Antara Kalem dan Emosional
Pakar komunikasi Hamdi Muluk mengatakan kedua kubu memang harus menempatkan posisi kontras baik dalam konten maupun tampilan agar bisa membangun "branding".
Dalam konstestasi, branding diperlukan agar orang mudah mengingat. Meski demikian, branding yang dibangun oleh Prabowo dan Jokowi sangat dilatari oleh kondisi psikologis.
Hamdi menyebut pada 2014, sebanyak 204 psikolog politik telah menjawab survei tentang karakter kedua capres.

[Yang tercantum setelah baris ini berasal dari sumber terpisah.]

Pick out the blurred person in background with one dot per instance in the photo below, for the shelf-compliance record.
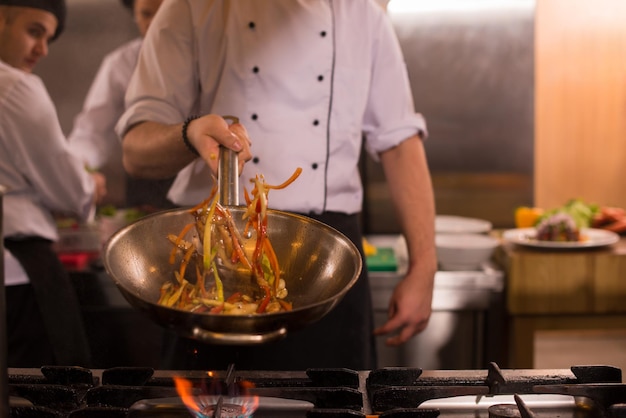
(43, 179)
(93, 136)
(309, 79)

"Prabowo lebih temperamental, Jokowi lebih kalem. Prabowo lebih emosional, Jokowi lebih tertata. Prabowo lebih kuat untuk menunjukkan dia berkuasa, dia power, dia nasionalistik, dia hebat," papar Hamdi.
Dalam hal ini, sikap keduanya akan dilihat secara berbeda oleh publik. Prabowo yang dalam survei itu disebut lebih emosional, misalnya akan dilihat dengan perpektif berbeda.

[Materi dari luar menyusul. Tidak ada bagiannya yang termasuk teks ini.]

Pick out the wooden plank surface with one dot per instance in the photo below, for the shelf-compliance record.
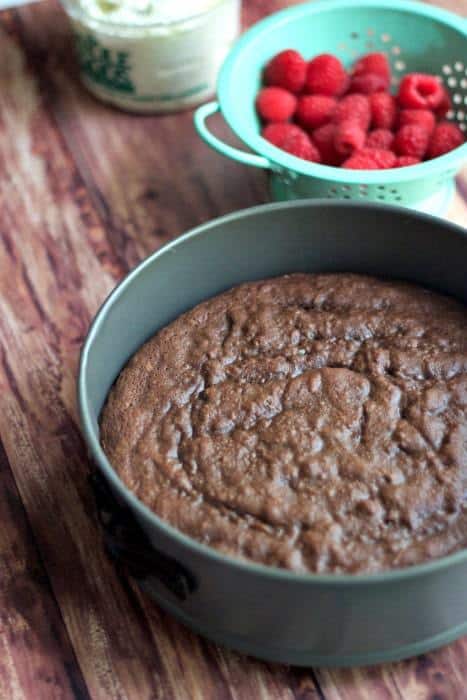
(82, 199)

"Bagi orang-orang tertentu dianggap heroik, karena selalu bicara tentang nasionalisme, bahkan ultranasionalisme."
Hamdi mengatakan telah membuat survei. Satu pertanyaan yang dimunculkan adalah apa yang membuat orang memilih atau tidak memilih Jokowi, serta memilih atau tidak memilih Prabowo.
"Kenapa memilih Jokowi, kita memerlukan orang yang lebih terkontrol emosinya, tenang dalam bekerja, tangannya dingin, enggak banyak omong, tapi kerjanya jelas, energinya besar, melayani," papar Hamdi.